Still, once things quiet down, I'm really glad I can still get me back, and express myself again.



Sunday, January 6, 2019

I'm Only Half-Functioning

I learned that I should not talk to people when I'm in a bad state.

Unfortunately, I'm in a bad state 50% of the time. 

I got in trouble for expressing suicide ideation multiple times to different people I met at my university. The university staff told me to go home and commute for a while until I felt better.

I never did feel better, but I did shut up about it.

I wish I didn't have to, but people just aren't equipped to interact with me when my words and behaviors are so confusing. In that state, I just want to feel safe, accepted, and most importantly, not alone.

It's very lonely, spending one half of each month in seclusion, and the other half catching up with friends.

I hardly ever feel like a real friend. I often feel like I'm constantly making up for the time I was gone. Some friends are more understanding, while others scold me for disappearing or not responding to their messages and calls.

I just don't want to be alone.

But being corrected isn't fun, either... especially for something I can't help. I'm really trying.

I always keep one special person close enough to me that they can be present during my "bad states." This person changes every few years, if I'm lucky enough to keep them for that long.

Not everyone can handle it. That's okay. Sometimes even that one person leaves. Or they stop being understanding so I have to leave them. I accept that.

I know I don't always make sense. I know I sometimes say concerning things. Reasoning or arguing won't work with me because I'm scared. Please don't take it personally. Please do set boundaries. And know I don't expect anything of you.

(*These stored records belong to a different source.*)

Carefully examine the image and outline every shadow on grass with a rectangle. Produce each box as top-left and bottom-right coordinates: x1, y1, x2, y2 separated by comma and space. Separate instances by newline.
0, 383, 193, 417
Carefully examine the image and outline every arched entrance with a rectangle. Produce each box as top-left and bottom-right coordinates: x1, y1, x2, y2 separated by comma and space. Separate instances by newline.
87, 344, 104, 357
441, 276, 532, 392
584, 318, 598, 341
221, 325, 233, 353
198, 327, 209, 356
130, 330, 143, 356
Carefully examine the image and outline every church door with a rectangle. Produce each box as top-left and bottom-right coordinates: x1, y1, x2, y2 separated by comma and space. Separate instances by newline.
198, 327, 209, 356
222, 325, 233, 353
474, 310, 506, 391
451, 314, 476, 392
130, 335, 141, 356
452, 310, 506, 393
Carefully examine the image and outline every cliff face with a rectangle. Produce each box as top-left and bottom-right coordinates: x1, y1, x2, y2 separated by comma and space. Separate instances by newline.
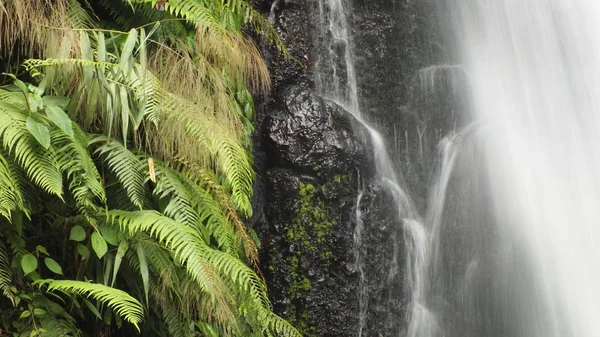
250, 0, 452, 337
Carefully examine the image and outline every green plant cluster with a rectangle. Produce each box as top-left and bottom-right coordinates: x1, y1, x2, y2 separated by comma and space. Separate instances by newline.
0, 0, 300, 337
271, 170, 352, 336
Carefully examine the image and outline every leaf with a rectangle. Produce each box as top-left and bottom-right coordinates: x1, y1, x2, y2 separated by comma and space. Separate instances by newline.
42, 96, 71, 109
83, 298, 102, 319
35, 245, 50, 256
2, 73, 29, 93
77, 243, 90, 260
34, 278, 144, 332
46, 106, 75, 137
69, 225, 86, 242
25, 117, 50, 150
44, 257, 63, 275
27, 94, 44, 112
100, 227, 119, 246
110, 240, 129, 287
135, 243, 150, 303
21, 254, 37, 275
92, 232, 108, 259
33, 308, 46, 316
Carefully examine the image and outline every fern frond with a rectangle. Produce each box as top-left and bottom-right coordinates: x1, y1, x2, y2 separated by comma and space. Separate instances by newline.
0, 92, 63, 197
154, 162, 238, 256
52, 123, 106, 215
34, 279, 144, 331
108, 210, 227, 299
0, 242, 15, 305
0, 153, 28, 221
91, 136, 148, 209
188, 169, 260, 271
156, 93, 255, 216
67, 0, 96, 29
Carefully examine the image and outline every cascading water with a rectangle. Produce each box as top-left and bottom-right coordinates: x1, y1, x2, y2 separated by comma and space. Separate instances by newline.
315, 0, 421, 337
408, 0, 600, 337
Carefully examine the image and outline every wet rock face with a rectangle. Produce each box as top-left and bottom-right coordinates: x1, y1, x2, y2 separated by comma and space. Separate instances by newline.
359, 179, 407, 337
263, 86, 365, 173
250, 0, 437, 337
260, 168, 358, 337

You don't have to do anything, just be there and listen. All I need is to feel safe, accepted, and most importantly, not alone.

Monday, November 12, 2018

What is life like as an adult with autism?

Someone on Quora asked this question, and I thought it might be good to share my answer here on my blog.

-----

Alyssa's Answer:

First, thank you for asking. Not many people are aware that there are autistic adults out there and it’s not just a child’s condition.

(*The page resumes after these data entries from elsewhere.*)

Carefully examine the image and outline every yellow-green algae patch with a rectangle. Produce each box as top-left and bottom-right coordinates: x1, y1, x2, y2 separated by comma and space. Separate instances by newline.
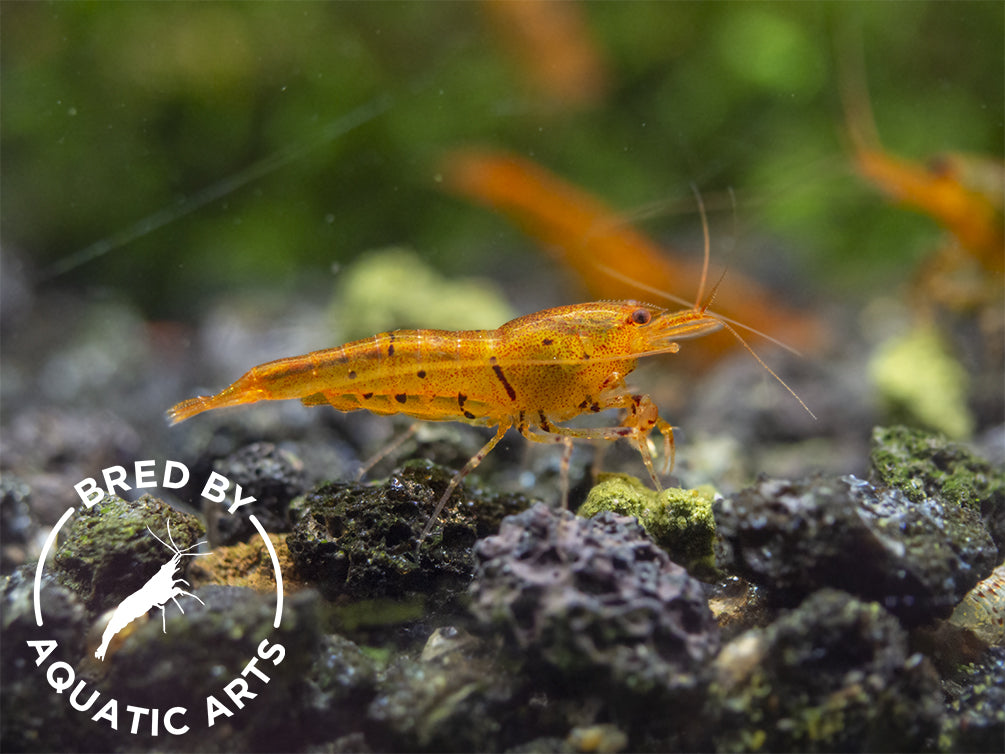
331, 246, 516, 340
579, 474, 716, 578
869, 326, 974, 439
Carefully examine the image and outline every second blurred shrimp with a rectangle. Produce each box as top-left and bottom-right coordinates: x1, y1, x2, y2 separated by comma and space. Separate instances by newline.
443, 149, 826, 355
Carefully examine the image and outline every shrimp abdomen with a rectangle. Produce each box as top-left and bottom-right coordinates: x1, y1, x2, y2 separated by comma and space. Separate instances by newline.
168, 330, 510, 424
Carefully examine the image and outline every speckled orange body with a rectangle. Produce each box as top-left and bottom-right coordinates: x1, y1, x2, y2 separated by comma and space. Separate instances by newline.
168, 301, 721, 442
168, 301, 723, 529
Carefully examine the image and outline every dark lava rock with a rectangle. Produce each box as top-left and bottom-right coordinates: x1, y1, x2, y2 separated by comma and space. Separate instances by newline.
939, 646, 1005, 752
471, 504, 719, 696
307, 634, 377, 748
715, 477, 998, 625
286, 460, 527, 600
95, 586, 324, 752
0, 564, 117, 751
0, 474, 38, 573
53, 495, 204, 612
707, 589, 943, 751
368, 627, 527, 751
204, 442, 307, 547
869, 426, 1005, 552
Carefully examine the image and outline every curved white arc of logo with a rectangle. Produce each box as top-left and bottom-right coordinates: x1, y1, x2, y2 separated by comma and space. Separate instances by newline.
250, 516, 282, 628
35, 508, 76, 627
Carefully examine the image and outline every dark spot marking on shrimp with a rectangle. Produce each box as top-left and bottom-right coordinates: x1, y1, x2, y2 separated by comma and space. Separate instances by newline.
492, 357, 517, 400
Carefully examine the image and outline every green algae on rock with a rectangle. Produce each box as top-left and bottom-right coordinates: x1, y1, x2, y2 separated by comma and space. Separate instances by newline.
708, 589, 943, 752
286, 460, 528, 599
53, 495, 205, 612
579, 474, 716, 578
869, 426, 1005, 551
716, 476, 998, 625
471, 504, 719, 699
939, 646, 1005, 753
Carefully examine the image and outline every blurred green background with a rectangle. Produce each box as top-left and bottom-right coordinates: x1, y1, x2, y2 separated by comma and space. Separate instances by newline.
0, 2, 1005, 319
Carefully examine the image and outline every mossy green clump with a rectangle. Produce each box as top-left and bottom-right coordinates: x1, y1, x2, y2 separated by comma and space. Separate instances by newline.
869, 426, 1005, 548
53, 495, 205, 612
332, 246, 516, 340
579, 474, 717, 578
869, 327, 974, 439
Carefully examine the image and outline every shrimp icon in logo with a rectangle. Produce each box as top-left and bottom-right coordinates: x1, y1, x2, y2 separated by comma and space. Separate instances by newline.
94, 521, 206, 661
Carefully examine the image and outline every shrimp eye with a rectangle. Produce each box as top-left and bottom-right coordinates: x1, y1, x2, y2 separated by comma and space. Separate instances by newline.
631, 309, 652, 325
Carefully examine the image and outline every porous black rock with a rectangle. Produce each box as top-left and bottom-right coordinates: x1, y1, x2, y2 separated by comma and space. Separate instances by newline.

I am an autistic adult. I can give you a bit of my personal experience. Just keep in mind that I’m one person, and others may be different.

I’ll explain my specific autism-related issues first:
1. I’m hypersensitive to light, especially florescent and sunlight. I used to get headaches as a kid, until I started wearing sunglasses at all times, which helps greatly. If I’m under lights too long (usually over an hour), it feels like my brain is scrambling and I stop functioning.
2. My skin is very sensitive too, especially when it comes to clothing and climate. I can’t be too cold or to hot, I can’t stand shirt tags and seems, and have to wear baggy clothing to feel comfortable.
3. I’m sensitive to sounds, especially complex sounds like people talking, music playing, and multiple sounds happening at once. I prefer quiet, nature sounds, or music I choose to listen to.
4. I have limited information capacity, and some information feels raw and full of intensity and emotion. I have to be selective about my friends, music I listen to, TV shows I watch, or what I read online.
5. I can be naive if I’m not careful. I want to see the best in others, but I’ve been duped too many times already. I never know who to trust, if someone is lying to me, if they think bad things about me, etc.
6. I experience extreme fatigue from all of the above.
7. I’m also socially awkward. But I guess it comes across as cute to some.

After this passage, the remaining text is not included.